Can anyone recommend a C or Objective-C library for HTML parsing? It needs to handle messy HTML code that won't quite validate.
Does such a library exist, or am I better off just trying to use regular expressions?
Can anyone recommend a C or Objective-C library for HTML parsing? It needs to handle messy HTML code that won't quite validate.
Does such a library exist, or am I better off just trying to use regular expressions?
This probably depends on how messy the HTML is and what you want to extract. But usually Tidy does quite a good job. It is written in C and I guess you should be able to build and statically link it for the iPhone. You can easily install the command line version and test the results first.
Looks like libxml2.2
comes in the SDK, and libxml/HTMLparser.h
claims the following:
This module implements an HTML 4.0 non-verifying parser with API compatible with the XML parser ones. It should be able to parse "real world" HTML, even if severely broken from a specification point of view.

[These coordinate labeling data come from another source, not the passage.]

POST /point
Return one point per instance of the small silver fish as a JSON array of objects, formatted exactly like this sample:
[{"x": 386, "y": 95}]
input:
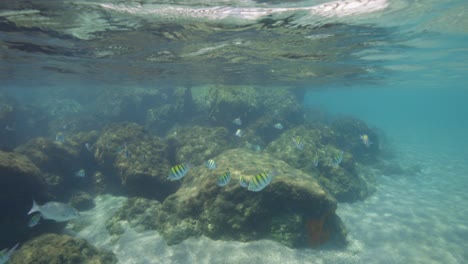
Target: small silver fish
[
  {"x": 34, "y": 220},
  {"x": 224, "y": 179},
  {"x": 298, "y": 143},
  {"x": 6, "y": 253},
  {"x": 56, "y": 211},
  {"x": 211, "y": 164},
  {"x": 278, "y": 126},
  {"x": 239, "y": 132},
  {"x": 81, "y": 173},
  {"x": 316, "y": 160},
  {"x": 237, "y": 121}
]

That sounds like what I need, so I'm probably going to use that.
Google's GData Objective-C API reimplements NSXMLElement and other related classes that Apple removed from the iPhone SDK. You can find it here http://code.google.com/p/gdata-objectivec-client/. I've used it for dealing messaging via Jabber. Of course if your HTML is malformed (missing closing tags) this might not help much.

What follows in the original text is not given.